If not available, SVS would definitely be the next place I would look. If open to used, Paradigm, PSB, and Triangle make great speakers that are often available on Audiogon. Moreover, I highly recommend checking out Audiogon.com to see what is available in your area. On the main page, click on the search line next to the box to enter your zip code.

The Marantz you have is a good one and has a quality amplifier section so you have a good amount of latitude in terms of speakers.
Cheers,
JJ


----------



## JerryLove (Dec 5, 2009)

lsiberian said:


> For a subbed system the 2030p's are excellent and preferred. The 2030p's don't have any midrange issues and have very low distortion. They also have excellent cabinet construction quality. I know numerous people that use these speakers in home theater, office and studio setups that are very satisfied. Plus with simple modifications they can be turned into HiFi quality speakers.


 Throw in a Dayton sub ($150) and you've got a 2.1 system for $300. (if you find the sub a little muddy: open it up and throw in an acoustic foam pillow $3 at WalMart). 

Better still: you've got the makings of a killer theter.

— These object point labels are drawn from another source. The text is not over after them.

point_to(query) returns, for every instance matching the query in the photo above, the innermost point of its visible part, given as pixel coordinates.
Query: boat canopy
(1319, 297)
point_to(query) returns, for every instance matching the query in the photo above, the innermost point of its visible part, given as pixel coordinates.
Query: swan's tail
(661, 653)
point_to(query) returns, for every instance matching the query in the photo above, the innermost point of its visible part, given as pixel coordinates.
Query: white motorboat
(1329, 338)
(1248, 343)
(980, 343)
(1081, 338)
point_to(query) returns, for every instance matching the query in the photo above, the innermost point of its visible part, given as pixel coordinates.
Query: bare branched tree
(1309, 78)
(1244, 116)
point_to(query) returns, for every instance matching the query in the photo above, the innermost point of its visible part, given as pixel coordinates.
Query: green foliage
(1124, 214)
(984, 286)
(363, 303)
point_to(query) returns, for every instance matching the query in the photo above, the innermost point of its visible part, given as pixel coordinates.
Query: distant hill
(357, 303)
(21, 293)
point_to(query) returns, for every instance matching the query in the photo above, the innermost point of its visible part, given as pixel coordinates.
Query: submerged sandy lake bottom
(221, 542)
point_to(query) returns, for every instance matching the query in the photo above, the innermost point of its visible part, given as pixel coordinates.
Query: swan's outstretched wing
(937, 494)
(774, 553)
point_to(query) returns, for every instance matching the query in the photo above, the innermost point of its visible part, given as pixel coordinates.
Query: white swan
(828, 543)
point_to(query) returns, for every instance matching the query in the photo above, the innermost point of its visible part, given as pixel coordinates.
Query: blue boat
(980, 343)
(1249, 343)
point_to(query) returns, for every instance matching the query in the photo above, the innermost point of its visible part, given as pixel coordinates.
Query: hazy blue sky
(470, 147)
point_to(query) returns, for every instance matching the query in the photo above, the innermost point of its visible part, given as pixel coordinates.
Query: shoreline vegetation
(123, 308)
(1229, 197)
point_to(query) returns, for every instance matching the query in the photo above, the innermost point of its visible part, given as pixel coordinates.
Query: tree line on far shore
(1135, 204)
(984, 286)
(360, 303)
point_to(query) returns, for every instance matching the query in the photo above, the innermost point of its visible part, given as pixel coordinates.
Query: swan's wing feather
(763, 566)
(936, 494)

Get a second dayton and a cheap active crossover. Sit the Bahringer's right next to the Datyons, and feed them both off the left/right channels (using the crossover) and you have a pair of high-quality 3-way full-range speakers (just make sure to keep the subs within 1/2 the crossover wavelength of the speaker they are mated to). Add 3 more 2030p's (2 pairs) for 5.1 (with the .1 going to your front full-ranges).

Total cost? Something like $800. Some relatively easy modding will improve the sound even more.


----------